From my experience you can't expect much red yet. Several years ago my original rotkeil was a very nice wild male that I bought something like 7 or 8 years ago. In certain moods he looks almost electric. Something like three years later I bought the complete spawn from someone as tiny fry and grew them out. Picked them up on site where I could see parents and fry together and the parents were nice. If I hadn't seen the parents myself, by the time mine were 2-3 inches I might have worried I didn't really have rotkeil, they still looked so much like regular green severums at that point, but shortly after that the red started coming in.

So I'd say it will probably be between 3-4 inches before you start seeing any rotkeil color starting up on them, depending on food, water, etc.
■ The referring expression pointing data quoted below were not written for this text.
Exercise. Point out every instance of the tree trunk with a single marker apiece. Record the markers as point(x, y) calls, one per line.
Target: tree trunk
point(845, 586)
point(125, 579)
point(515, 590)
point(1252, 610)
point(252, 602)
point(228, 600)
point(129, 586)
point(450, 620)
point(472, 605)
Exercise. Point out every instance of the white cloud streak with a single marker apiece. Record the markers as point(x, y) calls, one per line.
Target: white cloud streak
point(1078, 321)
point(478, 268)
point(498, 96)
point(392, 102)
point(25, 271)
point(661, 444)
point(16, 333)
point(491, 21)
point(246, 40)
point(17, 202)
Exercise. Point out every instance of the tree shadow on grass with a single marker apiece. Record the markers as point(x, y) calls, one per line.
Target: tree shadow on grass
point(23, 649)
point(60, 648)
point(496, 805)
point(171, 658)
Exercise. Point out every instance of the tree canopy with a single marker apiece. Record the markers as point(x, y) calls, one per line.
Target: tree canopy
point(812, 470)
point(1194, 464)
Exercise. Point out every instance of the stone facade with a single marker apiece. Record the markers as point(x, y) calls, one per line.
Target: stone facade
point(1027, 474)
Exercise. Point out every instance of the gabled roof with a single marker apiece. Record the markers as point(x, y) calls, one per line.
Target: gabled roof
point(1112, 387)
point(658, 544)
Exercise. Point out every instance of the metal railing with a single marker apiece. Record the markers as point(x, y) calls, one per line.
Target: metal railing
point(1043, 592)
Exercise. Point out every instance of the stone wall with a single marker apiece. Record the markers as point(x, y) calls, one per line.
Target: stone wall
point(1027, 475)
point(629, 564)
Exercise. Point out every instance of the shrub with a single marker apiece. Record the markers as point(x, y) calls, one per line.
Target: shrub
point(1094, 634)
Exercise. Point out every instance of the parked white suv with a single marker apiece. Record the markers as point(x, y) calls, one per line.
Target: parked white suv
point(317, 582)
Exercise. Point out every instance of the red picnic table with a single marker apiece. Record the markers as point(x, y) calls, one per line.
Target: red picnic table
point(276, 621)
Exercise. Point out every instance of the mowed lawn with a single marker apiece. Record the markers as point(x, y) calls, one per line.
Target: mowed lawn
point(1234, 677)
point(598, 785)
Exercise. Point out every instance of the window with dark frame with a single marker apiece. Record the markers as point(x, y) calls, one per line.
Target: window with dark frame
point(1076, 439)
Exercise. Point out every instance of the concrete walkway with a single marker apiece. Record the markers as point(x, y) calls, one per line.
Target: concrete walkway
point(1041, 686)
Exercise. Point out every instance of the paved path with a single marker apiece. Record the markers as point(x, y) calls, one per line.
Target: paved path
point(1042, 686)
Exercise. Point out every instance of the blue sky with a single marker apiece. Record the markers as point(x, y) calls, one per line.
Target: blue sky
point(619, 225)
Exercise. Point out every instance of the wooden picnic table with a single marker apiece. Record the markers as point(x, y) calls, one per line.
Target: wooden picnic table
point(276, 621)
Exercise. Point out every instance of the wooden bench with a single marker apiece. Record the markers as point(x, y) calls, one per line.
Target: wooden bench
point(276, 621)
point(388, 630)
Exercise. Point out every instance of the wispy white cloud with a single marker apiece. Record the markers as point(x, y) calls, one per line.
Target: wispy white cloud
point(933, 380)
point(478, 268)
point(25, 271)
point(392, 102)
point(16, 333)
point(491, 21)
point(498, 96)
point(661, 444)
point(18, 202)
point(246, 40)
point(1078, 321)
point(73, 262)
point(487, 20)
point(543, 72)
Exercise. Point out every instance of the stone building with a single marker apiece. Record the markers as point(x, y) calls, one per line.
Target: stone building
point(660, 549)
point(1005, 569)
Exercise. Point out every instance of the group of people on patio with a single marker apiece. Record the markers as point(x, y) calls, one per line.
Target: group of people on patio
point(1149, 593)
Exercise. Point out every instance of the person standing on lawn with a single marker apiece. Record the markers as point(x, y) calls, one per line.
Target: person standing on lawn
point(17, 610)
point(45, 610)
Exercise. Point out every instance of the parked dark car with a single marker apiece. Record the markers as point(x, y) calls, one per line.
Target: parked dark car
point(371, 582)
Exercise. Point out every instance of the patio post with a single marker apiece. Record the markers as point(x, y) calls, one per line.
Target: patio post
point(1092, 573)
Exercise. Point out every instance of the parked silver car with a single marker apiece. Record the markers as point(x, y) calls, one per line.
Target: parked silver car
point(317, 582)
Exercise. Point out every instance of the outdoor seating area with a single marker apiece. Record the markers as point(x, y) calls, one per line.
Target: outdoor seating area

At about a year old you see enough red to feel better about them, but at that point mine still didn't compare to my wild-- ultimately they did, though. By the time they're about two they'll look pretty good. Give them more or less another year after that to look like the photos that made you want them in the first place and you'll be glad that you got them. 

Similar with rotkeil growth ime, they take a little patience.


----------



## bluejack23 (Jan 23, 2012)

Thanks. I'm glad to get someone with first hand experience. I have 4 in a 75. I understand I won't be able to house four in this tank for life. I have another "male" that looks like the pic here and 2 "females"(no facial worming). Any suggestions on which I should try to keep? Or would a male/female combo be the only way to keep 2?


----------



## neutrino (May 4, 2007)

I've found you can keep a _group _of them in a tank but just two can be dicey, at least in a 75, unless they're a bonded pair. Thing about it is just putting a male and female together won't guarantee a pair. Sometimes it works and sometimes it doesn't, they may or may not like each other or even tolerate each other, which is why it's often recommended to grow out a group then let a pair form naturally.

Whether you can get away with just putting two in a tank and, even better, having them pair up, will just depend on the individual fish. I've actually done it and had it work before I knew as much about them, but I've also seen someone I know try several male/female combinations without getting any pairs-- all he got was fights. Thing is he kept putting pairs alone in their own tanks; if he would have put males and females together in a larger tank they would have more likely paired up on their own.

Since I grew out over 100 of them and progressively kept trading them as they grew, in order to keep manageable numbers for the available tank space (until I got down to the six I've got now), I've had them in various combinations in various tanks. Had two pairs in a 75, not ideal but not that bad, actually, though two pairs worked better for me in a 6 ft. tank. I've also had a small group of 2 year olds in a 75 for a while and that was ok, but keeping a group is more comfortable in a 6 ft. tank, where I've kept varying numbers of adults without much trouble.


----------